This can also probably be achieved with CSS variables, but it’s less direct and also wouldn’t have enforced styling/data references.
Other examples could be interface elements that represent past user interactions (such as toggle buttons), or for when you need to indicate a state that isn’t basic focus/hover/etc stuff.
I’m not sure I understand what this means. My workflow is, I guess, working within 1 context at a time. Whether that’s as small as an icon or as large as the app.
Maybe some confusion. I do keep my Elm and CSS separate. The css-in-elm is a nice helper/syntactic sugar for Html.Attributes.class "my class".
Turns out that wasn’t very difficult. I’ve actually just released an MVP: Orasund/elm-html-style.
It currently has shorthands for every CSS attribute, with variants for constants and for both px and rem.

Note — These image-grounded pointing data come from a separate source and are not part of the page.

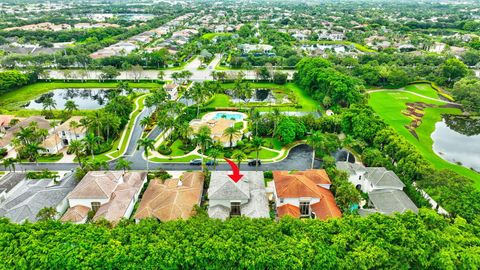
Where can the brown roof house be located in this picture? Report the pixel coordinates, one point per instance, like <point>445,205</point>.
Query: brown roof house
<point>111,195</point>
<point>304,194</point>
<point>247,197</point>
<point>172,199</point>
<point>63,135</point>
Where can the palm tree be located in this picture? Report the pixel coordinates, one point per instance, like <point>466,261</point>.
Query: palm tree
<point>203,138</point>
<point>231,132</point>
<point>76,147</point>
<point>123,164</point>
<point>276,117</point>
<point>54,125</point>
<point>91,142</point>
<point>147,144</point>
<point>49,103</point>
<point>32,151</point>
<point>239,156</point>
<point>145,121</point>
<point>74,125</point>
<point>70,106</point>
<point>316,141</point>
<point>257,145</point>
<point>214,153</point>
<point>9,163</point>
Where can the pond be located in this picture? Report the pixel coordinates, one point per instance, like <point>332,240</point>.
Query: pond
<point>457,140</point>
<point>85,98</point>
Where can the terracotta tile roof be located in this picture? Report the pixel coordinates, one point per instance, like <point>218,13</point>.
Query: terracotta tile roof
<point>306,184</point>
<point>75,214</point>
<point>288,209</point>
<point>52,141</point>
<point>96,185</point>
<point>294,185</point>
<point>173,199</point>
<point>317,176</point>
<point>65,126</point>
<point>327,207</point>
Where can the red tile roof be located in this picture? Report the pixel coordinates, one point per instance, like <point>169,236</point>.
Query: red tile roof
<point>288,209</point>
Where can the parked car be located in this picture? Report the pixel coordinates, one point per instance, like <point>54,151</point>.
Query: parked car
<point>211,163</point>
<point>196,162</point>
<point>254,162</point>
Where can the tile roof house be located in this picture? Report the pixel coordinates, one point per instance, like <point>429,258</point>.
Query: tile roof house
<point>112,195</point>
<point>31,196</point>
<point>247,197</point>
<point>63,135</point>
<point>8,184</point>
<point>173,198</point>
<point>10,133</point>
<point>384,188</point>
<point>304,194</point>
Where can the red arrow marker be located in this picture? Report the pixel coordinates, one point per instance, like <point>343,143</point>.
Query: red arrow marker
<point>236,176</point>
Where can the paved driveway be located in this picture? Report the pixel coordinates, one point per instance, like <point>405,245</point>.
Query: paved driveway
<point>299,158</point>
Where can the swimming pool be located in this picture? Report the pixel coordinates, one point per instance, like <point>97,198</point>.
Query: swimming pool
<point>226,115</point>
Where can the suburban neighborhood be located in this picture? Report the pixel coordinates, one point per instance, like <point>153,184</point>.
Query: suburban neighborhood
<point>239,134</point>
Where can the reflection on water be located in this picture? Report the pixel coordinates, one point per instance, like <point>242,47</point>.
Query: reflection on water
<point>458,140</point>
<point>85,99</point>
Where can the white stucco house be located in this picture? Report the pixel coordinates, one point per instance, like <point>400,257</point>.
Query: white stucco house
<point>110,195</point>
<point>247,197</point>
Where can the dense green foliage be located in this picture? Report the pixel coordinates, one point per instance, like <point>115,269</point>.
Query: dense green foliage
<point>413,241</point>
<point>12,79</point>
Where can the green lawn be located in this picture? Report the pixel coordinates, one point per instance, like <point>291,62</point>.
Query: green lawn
<point>210,36</point>
<point>15,98</point>
<point>389,106</point>
<point>139,105</point>
<point>423,89</point>
<point>219,100</point>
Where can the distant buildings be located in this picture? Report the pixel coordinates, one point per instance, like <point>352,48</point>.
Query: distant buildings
<point>171,199</point>
<point>244,198</point>
<point>111,195</point>
<point>25,198</point>
<point>384,189</point>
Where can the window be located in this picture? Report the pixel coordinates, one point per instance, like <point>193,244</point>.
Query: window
<point>305,209</point>
<point>95,206</point>
<point>235,209</point>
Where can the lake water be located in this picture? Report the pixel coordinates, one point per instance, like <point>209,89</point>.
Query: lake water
<point>86,99</point>
<point>457,140</point>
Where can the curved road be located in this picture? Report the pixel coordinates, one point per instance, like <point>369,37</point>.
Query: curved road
<point>299,158</point>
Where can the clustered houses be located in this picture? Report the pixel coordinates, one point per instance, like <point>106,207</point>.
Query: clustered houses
<point>111,195</point>
<point>171,199</point>
<point>63,135</point>
<point>11,130</point>
<point>384,189</point>
<point>22,199</point>
<point>247,197</point>
<point>304,194</point>
<point>136,42</point>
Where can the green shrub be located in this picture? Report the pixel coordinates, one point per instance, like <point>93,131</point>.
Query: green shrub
<point>164,150</point>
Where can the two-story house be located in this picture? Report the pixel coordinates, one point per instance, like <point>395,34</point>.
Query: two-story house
<point>304,194</point>
<point>111,195</point>
<point>247,197</point>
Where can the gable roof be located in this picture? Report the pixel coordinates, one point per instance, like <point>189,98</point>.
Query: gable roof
<point>96,185</point>
<point>223,188</point>
<point>295,185</point>
<point>288,210</point>
<point>381,177</point>
<point>34,195</point>
<point>391,201</point>
<point>173,199</point>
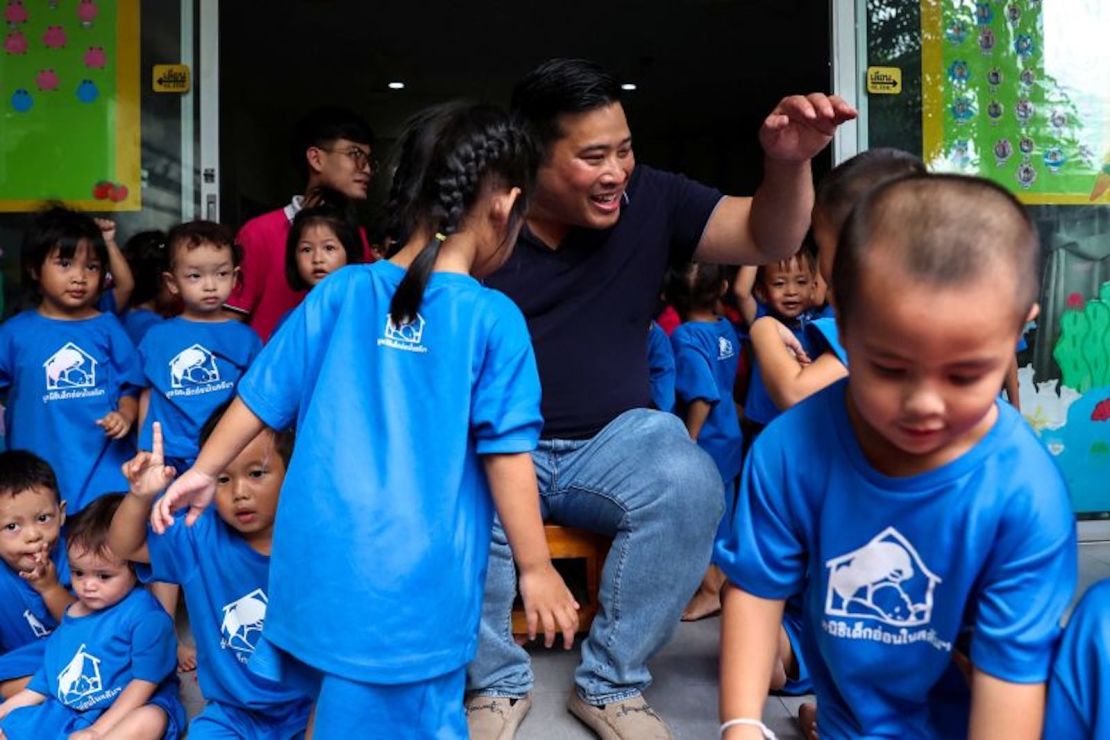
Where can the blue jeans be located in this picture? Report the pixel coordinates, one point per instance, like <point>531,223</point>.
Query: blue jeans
<point>643,482</point>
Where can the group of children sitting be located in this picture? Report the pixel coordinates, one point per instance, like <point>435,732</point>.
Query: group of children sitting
<point>899,544</point>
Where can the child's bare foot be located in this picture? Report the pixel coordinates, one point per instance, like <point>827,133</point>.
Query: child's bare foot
<point>704,604</point>
<point>807,720</point>
<point>187,658</point>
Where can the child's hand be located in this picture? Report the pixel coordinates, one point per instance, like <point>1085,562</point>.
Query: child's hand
<point>548,601</point>
<point>115,425</point>
<point>147,473</point>
<point>194,489</point>
<point>42,576</point>
<point>107,227</point>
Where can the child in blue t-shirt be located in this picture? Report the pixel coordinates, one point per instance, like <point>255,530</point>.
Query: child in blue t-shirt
<point>661,365</point>
<point>1079,690</point>
<point>932,512</point>
<point>151,301</point>
<point>222,564</point>
<point>70,373</point>
<point>786,291</point>
<point>416,402</point>
<point>706,354</point>
<point>108,668</point>
<point>34,571</point>
<point>193,362</point>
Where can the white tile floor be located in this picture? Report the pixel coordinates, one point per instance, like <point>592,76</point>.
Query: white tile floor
<point>685,688</point>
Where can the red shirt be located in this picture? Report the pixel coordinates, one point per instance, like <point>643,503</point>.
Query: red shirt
<point>263,292</point>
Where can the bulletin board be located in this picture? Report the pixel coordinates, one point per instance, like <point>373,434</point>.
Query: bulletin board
<point>1018,91</point>
<point>69,104</point>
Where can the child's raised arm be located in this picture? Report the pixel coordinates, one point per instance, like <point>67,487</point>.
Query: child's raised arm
<point>787,379</point>
<point>748,650</point>
<point>147,475</point>
<point>43,579</point>
<point>123,282</point>
<point>1003,710</point>
<point>197,487</point>
<point>545,596</point>
<point>743,287</point>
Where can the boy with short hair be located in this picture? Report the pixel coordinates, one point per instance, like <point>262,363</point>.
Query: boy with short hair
<point>32,591</point>
<point>332,148</point>
<point>108,668</point>
<point>932,509</point>
<point>222,564</point>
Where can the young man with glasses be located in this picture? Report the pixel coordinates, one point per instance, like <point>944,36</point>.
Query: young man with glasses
<point>333,148</point>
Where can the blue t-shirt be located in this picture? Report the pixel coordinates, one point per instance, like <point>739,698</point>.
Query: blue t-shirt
<point>192,367</point>
<point>898,566</point>
<point>588,301</point>
<point>705,370</point>
<point>758,407</point>
<point>661,364</point>
<point>225,584</point>
<point>91,659</point>
<point>61,376</point>
<point>824,335</point>
<point>1079,690</point>
<point>383,526</point>
<point>137,322</point>
<point>23,615</point>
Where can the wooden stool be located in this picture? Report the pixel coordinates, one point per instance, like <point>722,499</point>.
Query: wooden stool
<point>565,544</point>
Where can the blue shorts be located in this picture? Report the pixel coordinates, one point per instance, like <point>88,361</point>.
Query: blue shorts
<point>793,626</point>
<point>344,708</point>
<point>219,720</point>
<point>22,661</point>
<point>53,719</point>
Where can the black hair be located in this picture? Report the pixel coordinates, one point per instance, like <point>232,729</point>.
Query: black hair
<point>329,209</point>
<point>147,256</point>
<point>192,234</point>
<point>445,156</point>
<point>87,530</point>
<point>945,230</point>
<point>283,441</point>
<point>323,125</point>
<point>694,286</point>
<point>21,470</point>
<point>849,181</point>
<point>559,87</point>
<point>63,229</point>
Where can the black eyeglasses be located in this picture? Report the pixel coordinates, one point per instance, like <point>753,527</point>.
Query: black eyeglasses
<point>360,158</point>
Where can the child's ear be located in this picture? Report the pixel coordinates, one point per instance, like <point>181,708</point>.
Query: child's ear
<point>171,284</point>
<point>501,204</point>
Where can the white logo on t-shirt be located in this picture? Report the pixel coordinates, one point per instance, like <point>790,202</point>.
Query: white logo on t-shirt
<point>404,336</point>
<point>37,627</point>
<point>724,348</point>
<point>80,678</point>
<point>885,580</point>
<point>242,622</point>
<point>193,366</point>
<point>70,367</point>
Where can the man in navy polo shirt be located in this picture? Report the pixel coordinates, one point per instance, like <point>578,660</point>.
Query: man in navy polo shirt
<point>586,273</point>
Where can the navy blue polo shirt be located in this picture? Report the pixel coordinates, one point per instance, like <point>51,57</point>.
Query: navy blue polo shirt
<point>588,301</point>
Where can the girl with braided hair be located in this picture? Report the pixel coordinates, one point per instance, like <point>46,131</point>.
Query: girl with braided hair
<point>416,402</point>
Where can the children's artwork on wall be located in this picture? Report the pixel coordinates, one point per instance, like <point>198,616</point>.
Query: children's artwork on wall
<point>69,104</point>
<point>1018,91</point>
<point>1072,416</point>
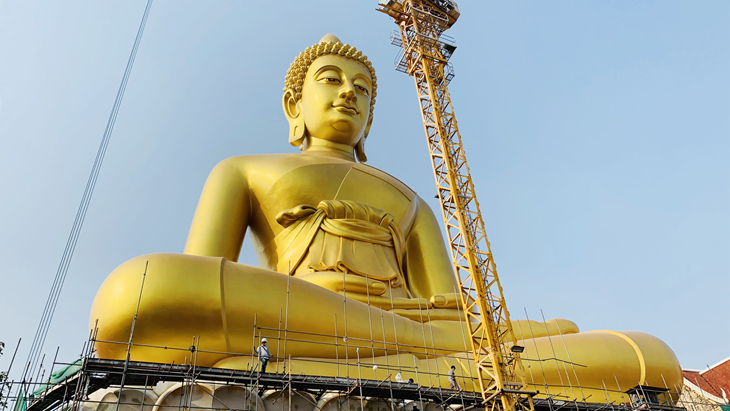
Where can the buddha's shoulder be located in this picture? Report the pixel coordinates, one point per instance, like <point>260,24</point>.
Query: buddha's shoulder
<point>279,165</point>
<point>382,175</point>
<point>284,162</point>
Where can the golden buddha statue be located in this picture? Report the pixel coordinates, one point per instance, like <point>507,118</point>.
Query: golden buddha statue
<point>345,250</point>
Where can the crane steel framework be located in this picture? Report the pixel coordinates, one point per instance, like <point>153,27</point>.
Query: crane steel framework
<point>426,51</point>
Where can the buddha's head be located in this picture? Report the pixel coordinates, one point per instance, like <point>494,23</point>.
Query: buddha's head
<point>329,95</point>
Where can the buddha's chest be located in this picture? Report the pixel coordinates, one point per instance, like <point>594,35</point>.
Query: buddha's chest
<point>310,184</point>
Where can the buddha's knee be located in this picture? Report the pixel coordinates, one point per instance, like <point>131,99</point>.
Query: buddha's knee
<point>180,299</point>
<point>601,362</point>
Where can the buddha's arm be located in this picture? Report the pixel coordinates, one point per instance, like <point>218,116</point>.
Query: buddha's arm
<point>222,216</point>
<point>428,266</point>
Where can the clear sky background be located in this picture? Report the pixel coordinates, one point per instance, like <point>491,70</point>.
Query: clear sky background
<point>597,132</point>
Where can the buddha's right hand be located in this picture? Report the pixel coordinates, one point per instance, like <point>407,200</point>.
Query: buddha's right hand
<point>348,283</point>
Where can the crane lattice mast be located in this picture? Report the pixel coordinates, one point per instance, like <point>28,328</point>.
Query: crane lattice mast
<point>426,51</point>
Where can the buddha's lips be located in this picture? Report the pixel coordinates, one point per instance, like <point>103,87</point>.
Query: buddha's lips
<point>346,109</point>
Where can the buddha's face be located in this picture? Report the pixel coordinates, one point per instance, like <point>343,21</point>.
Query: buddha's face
<point>336,99</point>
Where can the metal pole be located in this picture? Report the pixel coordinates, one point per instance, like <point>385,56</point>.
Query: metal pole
<point>131,335</point>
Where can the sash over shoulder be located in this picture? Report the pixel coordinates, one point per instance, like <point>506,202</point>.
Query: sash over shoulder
<point>341,236</point>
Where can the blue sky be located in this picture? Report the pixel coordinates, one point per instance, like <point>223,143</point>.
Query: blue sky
<point>597,132</point>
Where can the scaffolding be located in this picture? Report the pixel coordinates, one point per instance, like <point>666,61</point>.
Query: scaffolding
<point>94,384</point>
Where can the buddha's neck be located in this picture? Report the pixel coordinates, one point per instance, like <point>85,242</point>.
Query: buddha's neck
<point>326,148</point>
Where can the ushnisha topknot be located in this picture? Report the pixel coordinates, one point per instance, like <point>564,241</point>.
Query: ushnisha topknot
<point>328,45</point>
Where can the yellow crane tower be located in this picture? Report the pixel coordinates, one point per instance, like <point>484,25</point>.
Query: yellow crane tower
<point>426,53</point>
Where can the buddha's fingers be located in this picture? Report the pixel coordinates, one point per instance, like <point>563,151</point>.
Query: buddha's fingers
<point>388,304</point>
<point>434,314</point>
<point>450,300</point>
<point>340,282</point>
<point>528,329</point>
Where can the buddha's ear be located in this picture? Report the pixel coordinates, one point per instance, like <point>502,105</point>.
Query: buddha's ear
<point>360,147</point>
<point>293,113</point>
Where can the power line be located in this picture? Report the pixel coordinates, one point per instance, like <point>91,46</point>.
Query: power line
<point>55,293</point>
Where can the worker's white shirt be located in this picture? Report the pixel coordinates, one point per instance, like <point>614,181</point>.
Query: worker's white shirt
<point>263,352</point>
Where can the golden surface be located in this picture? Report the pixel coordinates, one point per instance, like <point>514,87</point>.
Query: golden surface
<point>322,201</point>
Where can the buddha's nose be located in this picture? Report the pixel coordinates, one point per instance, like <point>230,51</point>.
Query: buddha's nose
<point>348,94</point>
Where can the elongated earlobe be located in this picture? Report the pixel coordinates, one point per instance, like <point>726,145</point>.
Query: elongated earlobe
<point>360,147</point>
<point>360,150</point>
<point>297,129</point>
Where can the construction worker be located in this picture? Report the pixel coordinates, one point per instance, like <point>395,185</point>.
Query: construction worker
<point>452,379</point>
<point>264,354</point>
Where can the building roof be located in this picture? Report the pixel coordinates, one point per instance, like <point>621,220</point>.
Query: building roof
<point>714,380</point>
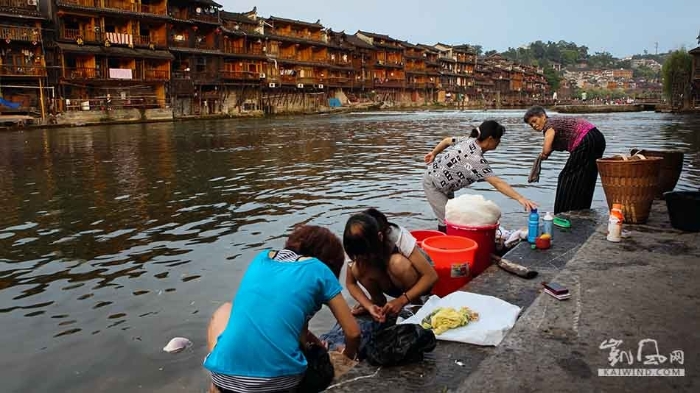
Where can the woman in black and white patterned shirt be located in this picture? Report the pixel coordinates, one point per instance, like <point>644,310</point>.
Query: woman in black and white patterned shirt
<point>462,165</point>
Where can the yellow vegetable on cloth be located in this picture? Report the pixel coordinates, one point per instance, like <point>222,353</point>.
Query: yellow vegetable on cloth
<point>443,319</point>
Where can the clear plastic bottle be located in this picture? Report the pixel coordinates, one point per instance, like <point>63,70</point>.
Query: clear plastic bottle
<point>548,224</point>
<point>615,223</point>
<point>533,226</point>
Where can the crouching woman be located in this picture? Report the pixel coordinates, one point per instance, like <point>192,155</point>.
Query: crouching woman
<point>257,343</point>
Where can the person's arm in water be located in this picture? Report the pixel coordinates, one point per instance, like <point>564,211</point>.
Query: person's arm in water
<point>444,144</point>
<point>341,311</point>
<point>358,294</point>
<point>428,278</point>
<point>548,141</point>
<point>508,191</point>
<point>309,338</point>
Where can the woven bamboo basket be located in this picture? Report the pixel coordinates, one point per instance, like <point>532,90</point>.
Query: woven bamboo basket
<point>671,168</point>
<point>632,182</point>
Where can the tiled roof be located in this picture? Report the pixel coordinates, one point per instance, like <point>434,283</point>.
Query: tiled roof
<point>207,2</point>
<point>242,33</point>
<point>196,50</point>
<point>317,24</point>
<point>236,17</point>
<point>379,36</point>
<point>115,50</point>
<point>429,48</point>
<point>358,42</point>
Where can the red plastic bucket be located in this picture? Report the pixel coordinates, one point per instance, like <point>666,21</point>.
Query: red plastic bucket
<point>423,234</point>
<point>452,257</point>
<point>484,236</point>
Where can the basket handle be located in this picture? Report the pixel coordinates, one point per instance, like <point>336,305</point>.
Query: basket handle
<point>625,158</point>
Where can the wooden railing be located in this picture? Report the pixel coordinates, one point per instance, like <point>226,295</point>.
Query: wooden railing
<point>149,74</point>
<point>204,17</point>
<point>81,73</point>
<point>388,82</point>
<point>122,5</point>
<point>86,35</point>
<point>13,70</point>
<point>339,60</point>
<point>17,33</point>
<point>339,81</point>
<point>196,76</point>
<point>82,3</point>
<point>21,4</point>
<point>156,9</point>
<point>205,45</point>
<point>144,40</point>
<point>239,75</point>
<point>239,50</point>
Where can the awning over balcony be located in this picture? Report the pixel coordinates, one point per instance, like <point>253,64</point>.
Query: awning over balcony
<point>116,51</point>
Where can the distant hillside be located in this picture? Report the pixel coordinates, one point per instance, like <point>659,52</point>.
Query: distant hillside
<point>569,54</point>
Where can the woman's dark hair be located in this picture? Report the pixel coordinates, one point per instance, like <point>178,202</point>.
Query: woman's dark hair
<point>532,112</point>
<point>361,238</point>
<point>317,242</point>
<point>489,128</point>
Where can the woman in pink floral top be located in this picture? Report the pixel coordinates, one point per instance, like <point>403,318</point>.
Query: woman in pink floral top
<point>584,143</point>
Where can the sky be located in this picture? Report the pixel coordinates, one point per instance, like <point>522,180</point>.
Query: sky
<point>621,27</point>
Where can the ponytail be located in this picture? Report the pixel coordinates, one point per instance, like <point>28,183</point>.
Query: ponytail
<point>476,133</point>
<point>488,129</point>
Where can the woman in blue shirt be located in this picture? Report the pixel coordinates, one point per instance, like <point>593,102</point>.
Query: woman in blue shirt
<point>260,348</point>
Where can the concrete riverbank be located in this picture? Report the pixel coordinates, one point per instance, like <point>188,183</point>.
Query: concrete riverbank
<point>641,288</point>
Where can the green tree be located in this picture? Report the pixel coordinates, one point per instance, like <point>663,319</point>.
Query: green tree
<point>645,73</point>
<point>676,72</point>
<point>601,60</point>
<point>569,57</point>
<point>626,64</point>
<point>552,77</point>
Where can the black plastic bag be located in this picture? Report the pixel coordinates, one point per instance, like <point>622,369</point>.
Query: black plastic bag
<point>319,370</point>
<point>399,344</point>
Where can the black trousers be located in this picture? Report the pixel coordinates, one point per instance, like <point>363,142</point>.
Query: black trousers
<point>577,180</point>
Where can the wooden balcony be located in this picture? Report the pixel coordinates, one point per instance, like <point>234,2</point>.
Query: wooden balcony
<point>202,17</point>
<point>339,61</point>
<point>393,83</point>
<point>144,40</point>
<point>18,5</point>
<point>156,75</point>
<point>239,50</point>
<point>138,74</point>
<point>311,80</point>
<point>120,5</point>
<point>75,34</point>
<point>198,45</point>
<point>17,33</point>
<point>22,71</point>
<point>198,77</point>
<point>339,81</point>
<point>82,73</point>
<point>240,75</point>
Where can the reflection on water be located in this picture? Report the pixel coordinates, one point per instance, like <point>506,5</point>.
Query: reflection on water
<point>114,239</point>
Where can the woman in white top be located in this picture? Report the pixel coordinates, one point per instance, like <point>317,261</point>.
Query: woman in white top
<point>462,165</point>
<point>386,260</point>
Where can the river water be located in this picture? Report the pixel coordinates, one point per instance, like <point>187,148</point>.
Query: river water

The tricky bit was actually to parse their BNF-like Notation. I currently only extract from it what I need and throw away the rest. But this definitely has a lot of potential. For now, I will test this version a bit. See if there are any low-hanging fruits left. And then slowly add features as I require them. But I will probably not go down the elm-CSS route.
I think actually having a strongly typed API would be the hard part. I mean, it should be easy to just translate the BNF into a Custom Type. But one would also need to actually find fitting names for everything and design an API that is useful in practice. This might break an automated solution. (at least that’s my feeling after spending less than 8h on that task)
It is currently setup to fail graceful whenever it encounters something unknown. I then get a report of what went wrong and why. I could see a version where you could assist the generator to handle all edge-cases manually.
@wolfadex The way I’ve generally worked (for companies) is to create a design-system first, often creating layouts/styles that live as plain HTML/CSS components. These are then used for templating (with whatever backend/frontend programming language).
I understand that’s not for everyone and gives “multiple sources of truth” with different files/formats to manage. But quite good for teams.
Oh right, I see. So it’s just translating into class strings. Nice.
I’ve just noticed sometimes I have to do a hard refresh of my browser’s history as the html gets cached. Probably not Elm-specific but a bit annoying. You can disable the cache in developer tools, but if you’re pushing changes in production it’s a problem.